Eleven years ago, Charlotte Marie Mower crossed the street near 500 East and 3500 South in Salt Lake City and was never seen again.
But thanks to a DNA match, a Southern California sheriff's office has identified remains found in a desert town as the missing woman.
The San Bernardino Sheriff's Office found a partial skeleton in a drainage pipe underneath Needles, Calif., in February 2003, about two years after Mower was last seen.
The sheriff's office couldn't identify her then, and the Salt Lake City police didn't have a DNA sample of Mower when she disappeared.
The coroner couldn't determine a cause of death either, said Cindy Bachman, spokeswoman for the San Bernardino Sheriff's Office. With little to work with, the case went cold.
But recently, Salt Lake City police were able to use new technology to create a DNA profile for Mower where none existed. They took DNA samples from her brothers, sisters and mother and sent them to the University of North Texas so experts could construct a profile for Mower, said Salt Lake City police Detective Cody Lougy.

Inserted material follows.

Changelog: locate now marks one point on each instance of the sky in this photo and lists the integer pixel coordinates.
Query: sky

They finished that process in April and uploaded the profile to a nationwide network landing a match this month with the San Bernardino County's case. Now, the sheriff's office cold-case division will likely take another look at her case, Bachman said.
"Hopefully they'll have some luck in putting together the pieces of this woman's disappearance," she said.
Mower, who was bipolar, was 36 years old when she was last seen in October 2001. Besides leaving behind family in the Salt Lake County area, she was married with young children, Lougy said.
"The hardest thing for families is the unknown," Lougy said, adding that the identification of her remains is double-edged: Her family gets closure, but unfortunately she is deceased.
Lougy intends to interview Mower's family to see why she might have gone to the Southern California desert.